AWS S3 with Spring WebFlux

Eric Anicet
6 min readDec 26, 2022

--

In this story, we are going to explore how to use AWS S3 with Asynchronous programming using Spring WebFlux Rest API.

· Prerequisites
· Overview
What is Amazon S3?
Setting Up S3 bucket
· Spring Webflux Application
Configuring S3 clients
Upload Object
Download the file from AWS S3
AWSS3Controller
· Test the REST APIs
· Conclusion
· References

The AWS SDK for Java 1.x has asynchronous clients that are wrappers around a thread pool and blocking synchronous clients that don’t provide the full benefit of nonblocking I/O. The AWS SDK for Java 2.x provides features for non-blocking asynchronous clients that implement high concurrency across a few threads.

In this story, we are going to explore how to use AWS S3 with Asynchronous programming using Spring WebFlux as a Backend application.

Prerequisites

This is the list of all the prerequisites for following this story:

  • Spring Boot 3
  • Maven 3.8.+
  • Java 17
  • An active AWS account with access to the S3 service.
  • Postman / insomnia or any other API testing tool.
  • Optionally, LocalStack to run S3 locally
  • Optionally, Docker and Docker compose

Overview

What is Amazon S3?

Amazon S3 is a simple storage service that helps developers and IT teams to store, backup, archive, and retrieve data from anywhere on the web. It allows administrators to store data in categories, add tags to objects, configure access controls for multiple clients, perform high-volume data analysis, get insights into the storage usage, and measure trends based on activities.

Setting Up S3 bucket

For this story, we chose to run the LocalStack Docker image locally to support local versions of additional AWS services.
For a configuration with the AWS Management Console, you can see my previous story.

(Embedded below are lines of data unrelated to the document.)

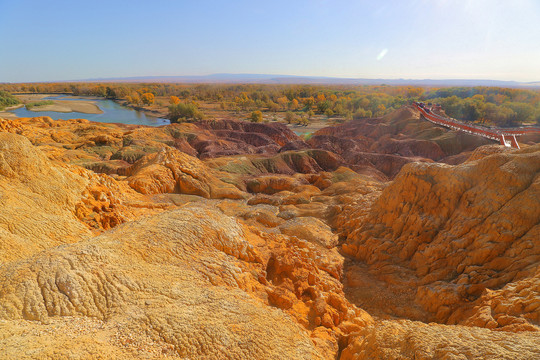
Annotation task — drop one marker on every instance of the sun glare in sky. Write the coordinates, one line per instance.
(415, 39)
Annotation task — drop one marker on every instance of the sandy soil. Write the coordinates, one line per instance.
(32, 97)
(311, 128)
(86, 107)
(7, 115)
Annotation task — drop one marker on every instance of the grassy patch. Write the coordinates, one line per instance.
(6, 99)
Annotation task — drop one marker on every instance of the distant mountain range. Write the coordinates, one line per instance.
(289, 79)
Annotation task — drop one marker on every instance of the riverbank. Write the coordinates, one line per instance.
(67, 106)
(157, 112)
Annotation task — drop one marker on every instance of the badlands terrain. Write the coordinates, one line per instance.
(384, 238)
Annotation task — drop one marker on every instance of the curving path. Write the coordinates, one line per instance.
(506, 136)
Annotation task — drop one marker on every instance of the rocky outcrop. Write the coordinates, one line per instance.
(386, 144)
(415, 340)
(459, 233)
(171, 171)
(181, 277)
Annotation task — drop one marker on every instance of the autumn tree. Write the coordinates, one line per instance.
(173, 100)
(147, 98)
(283, 102)
(290, 117)
(184, 112)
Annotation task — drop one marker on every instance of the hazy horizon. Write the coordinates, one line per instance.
(413, 40)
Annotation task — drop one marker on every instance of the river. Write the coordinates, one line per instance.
(112, 113)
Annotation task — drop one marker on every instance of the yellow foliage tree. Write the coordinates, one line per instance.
(174, 100)
(147, 98)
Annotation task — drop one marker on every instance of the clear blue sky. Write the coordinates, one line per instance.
(414, 39)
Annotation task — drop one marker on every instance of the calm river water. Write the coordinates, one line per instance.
(112, 113)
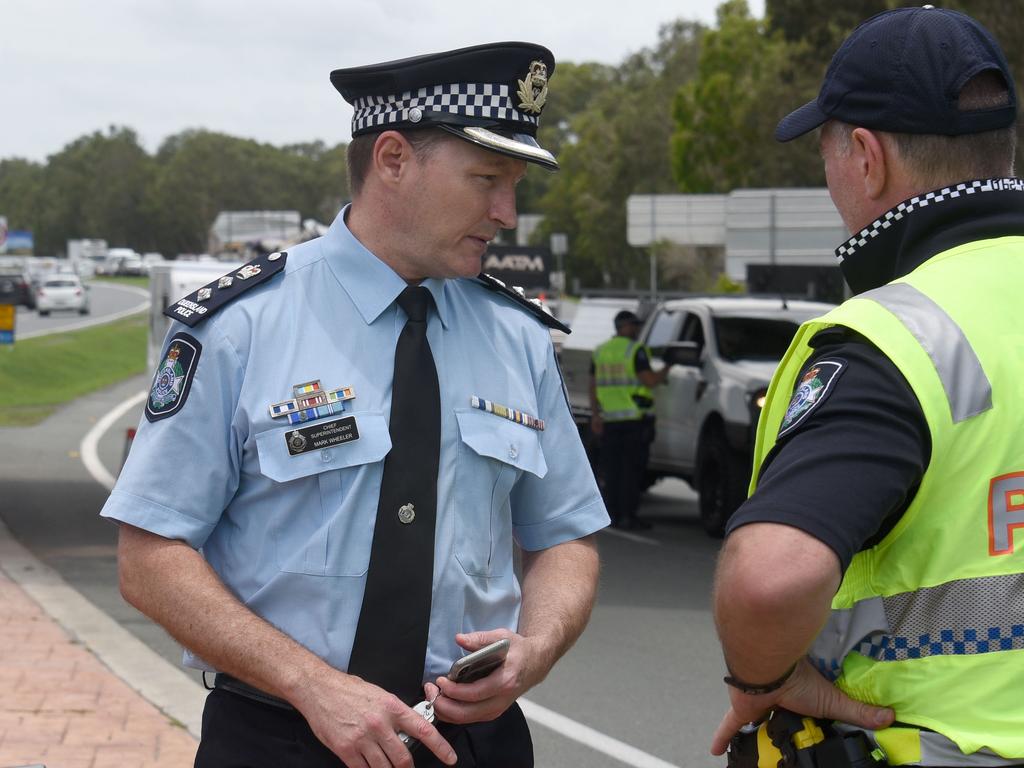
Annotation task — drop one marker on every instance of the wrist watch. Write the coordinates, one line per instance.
(753, 689)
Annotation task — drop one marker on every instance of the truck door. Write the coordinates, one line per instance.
(676, 401)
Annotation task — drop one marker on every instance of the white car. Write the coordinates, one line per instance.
(61, 292)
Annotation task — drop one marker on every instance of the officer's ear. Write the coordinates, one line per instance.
(391, 157)
(872, 162)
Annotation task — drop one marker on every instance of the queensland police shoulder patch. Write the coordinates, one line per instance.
(811, 391)
(173, 378)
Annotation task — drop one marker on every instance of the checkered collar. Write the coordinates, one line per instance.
(911, 232)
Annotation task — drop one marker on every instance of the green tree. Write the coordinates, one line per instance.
(201, 173)
(93, 188)
(748, 78)
(22, 194)
(616, 145)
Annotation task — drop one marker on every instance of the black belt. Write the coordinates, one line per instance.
(233, 685)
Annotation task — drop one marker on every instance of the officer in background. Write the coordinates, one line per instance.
(344, 444)
(622, 416)
(872, 578)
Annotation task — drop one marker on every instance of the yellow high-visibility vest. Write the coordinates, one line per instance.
(930, 621)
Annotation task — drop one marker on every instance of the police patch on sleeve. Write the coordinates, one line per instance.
(173, 378)
(811, 391)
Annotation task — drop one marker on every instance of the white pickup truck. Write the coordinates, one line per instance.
(727, 348)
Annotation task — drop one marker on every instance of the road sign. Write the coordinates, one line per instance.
(7, 324)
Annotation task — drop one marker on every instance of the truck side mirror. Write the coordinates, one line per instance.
(682, 353)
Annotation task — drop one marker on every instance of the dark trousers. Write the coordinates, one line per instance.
(624, 460)
(239, 732)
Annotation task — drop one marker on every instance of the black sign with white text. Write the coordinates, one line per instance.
(322, 435)
(526, 266)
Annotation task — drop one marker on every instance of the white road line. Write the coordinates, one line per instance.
(90, 457)
(592, 738)
(534, 712)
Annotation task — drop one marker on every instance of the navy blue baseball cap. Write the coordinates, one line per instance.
(901, 71)
(492, 95)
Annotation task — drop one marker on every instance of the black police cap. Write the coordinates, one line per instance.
(901, 71)
(492, 95)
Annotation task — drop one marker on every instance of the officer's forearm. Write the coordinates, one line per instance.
(171, 583)
(773, 589)
(559, 586)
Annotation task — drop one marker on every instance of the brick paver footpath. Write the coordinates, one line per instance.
(61, 708)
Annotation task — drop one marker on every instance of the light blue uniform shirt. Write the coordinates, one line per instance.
(290, 536)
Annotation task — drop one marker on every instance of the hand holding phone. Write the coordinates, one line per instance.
(479, 664)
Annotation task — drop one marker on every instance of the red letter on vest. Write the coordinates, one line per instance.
(1006, 512)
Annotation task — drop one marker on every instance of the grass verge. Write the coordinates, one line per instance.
(39, 375)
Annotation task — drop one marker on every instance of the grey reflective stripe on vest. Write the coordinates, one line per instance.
(614, 382)
(962, 617)
(631, 415)
(939, 751)
(963, 377)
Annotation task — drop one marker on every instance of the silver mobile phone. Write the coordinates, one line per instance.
(479, 664)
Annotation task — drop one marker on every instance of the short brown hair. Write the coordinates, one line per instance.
(936, 161)
(360, 151)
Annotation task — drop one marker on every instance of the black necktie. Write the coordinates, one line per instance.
(390, 642)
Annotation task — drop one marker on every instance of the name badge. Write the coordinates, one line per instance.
(322, 435)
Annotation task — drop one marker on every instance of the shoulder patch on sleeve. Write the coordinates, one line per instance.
(518, 296)
(812, 389)
(173, 378)
(201, 304)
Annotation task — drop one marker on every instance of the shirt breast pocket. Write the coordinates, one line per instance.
(493, 455)
(324, 524)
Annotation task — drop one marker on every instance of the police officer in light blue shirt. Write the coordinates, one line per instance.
(249, 502)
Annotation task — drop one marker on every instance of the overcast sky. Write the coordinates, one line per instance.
(259, 68)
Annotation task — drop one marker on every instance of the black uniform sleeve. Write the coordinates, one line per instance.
(640, 360)
(847, 467)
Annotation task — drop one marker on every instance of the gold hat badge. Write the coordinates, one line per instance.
(534, 89)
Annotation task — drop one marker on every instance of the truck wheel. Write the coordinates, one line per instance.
(721, 482)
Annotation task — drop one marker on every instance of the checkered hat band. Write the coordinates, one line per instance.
(488, 100)
(923, 201)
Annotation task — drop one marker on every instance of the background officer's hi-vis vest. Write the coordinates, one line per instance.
(615, 377)
(931, 620)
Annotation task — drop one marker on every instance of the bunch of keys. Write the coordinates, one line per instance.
(426, 711)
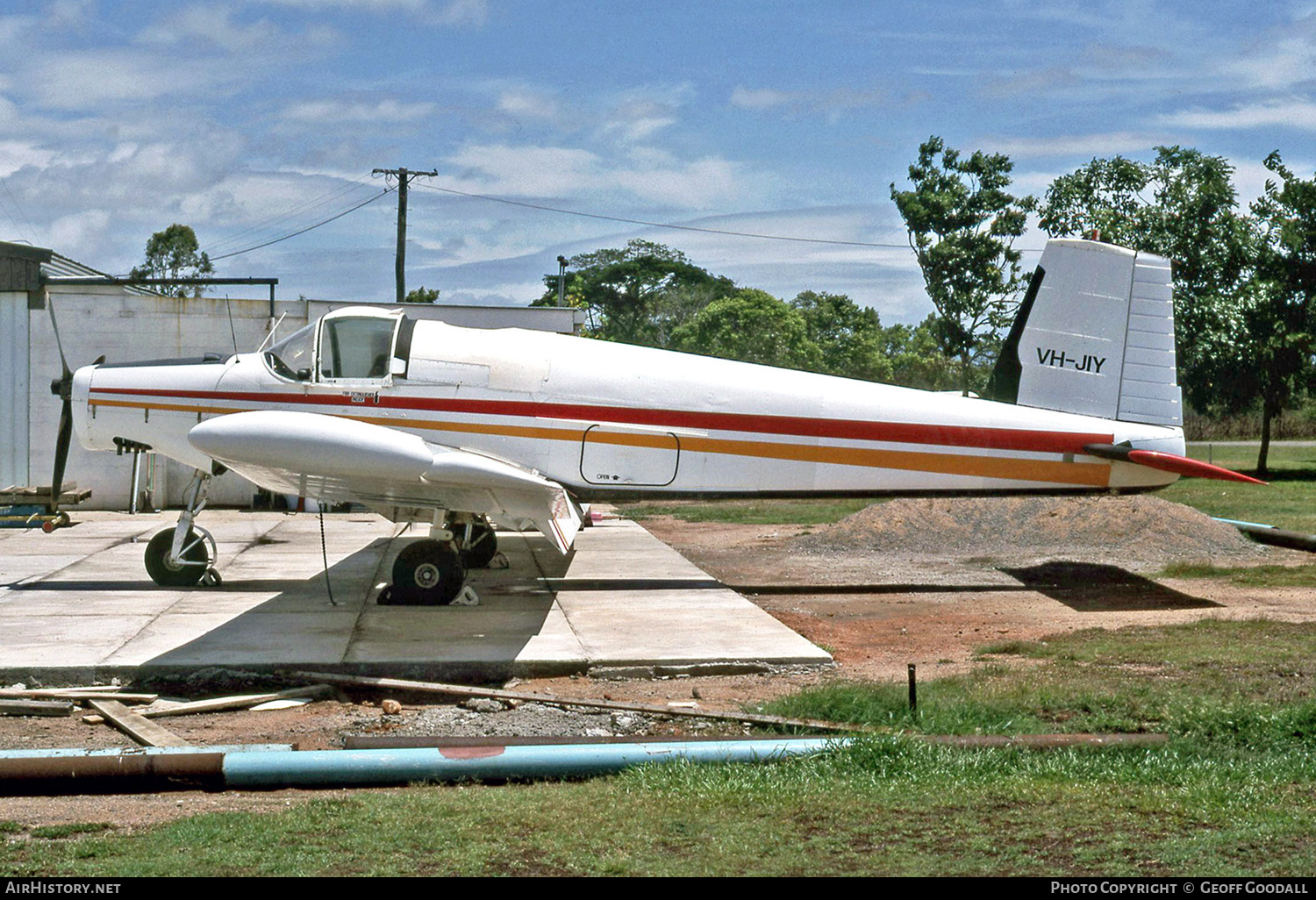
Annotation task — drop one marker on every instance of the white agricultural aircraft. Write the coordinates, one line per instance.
(470, 428)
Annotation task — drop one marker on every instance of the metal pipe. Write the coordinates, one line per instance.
(386, 768)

LocalStack is a cloud service emulator that runs in a single container on your laptop or in your CI environment. With LocalStack, you can run your AWS applications or Lambdas entirely on your local machine without connecting to a remote cloud provider! Whether you are testing complex CDK applications or Terraform configurations, or just beginning to learn about AWS services, LocalStack helps speed up and simplify your testing and development workflow. — https://github.com/localstack/localstack

There are several ways to install LocalStack (LocalStack CLI, LocalStack Cockpit, Docker, Docker-Compose, Helm). We’ll use Docker-Compose. We will create a docker-compose YAML file containing all the instructions to start the LocalStack Docker container.

Open your CLI and run the following command:

docker-compose up -d

The local s3 service is available on port 4566 with a bucket name “my-test-bucket”.

Spring Webflux Application

Let’s start by creating a simple Spring Reactive project from start.spring.io, with the following dependencies: Spring Reactive Web and Lombok.

Configuring S3 clients

To implement the integration with AWS, we need to add the AWS SDK for Java V2 dependencies in the pom.xml file.

<!-- AWS SDK Java V2  -->
<dependency>
<groupId>software.amazon.awssdk</groupId>
<artifactId>s3</artifactId>
<version>2.18.41</version>
</dependency>
<dependency>
<groupId>software.amazon.awssdk</groupId>
<artifactId>netty-nio-client</artifactId>
<version>2.18.41</version>
</dependency>

The second important step is AWS S3 AsyncClient Creation.

First, add the AWS S3 credentials in the property file.

# AWS properties
aws:
access-key: test
secret-key: test
region: eu-west-1
s3-bucket-name: my-test-bucket
multipart-min-part-size: 5242880 # 5MB
endpoint: http://localhost:4566/
  • aws.region - Aws region.
  • aws.access-key - AWS access key ID
  • aws.secret-key - AWS secret access key
  • aws.endpoint: - Override the S3 client to use a local instance instead of an AWS service.
  • aws.s3-bucket-name - Name of the S3 bucket
  • aws.multipart-min-part-size - AWS S3 requires that file parts must have at least 5MB, except for the last part. — https://docs.aws.amazon.com/AmazonS3/latest/userguide/qfacts.html

Then, we need to create the service client for accessing Amazon S3 asynchronously with S3AsyncClient.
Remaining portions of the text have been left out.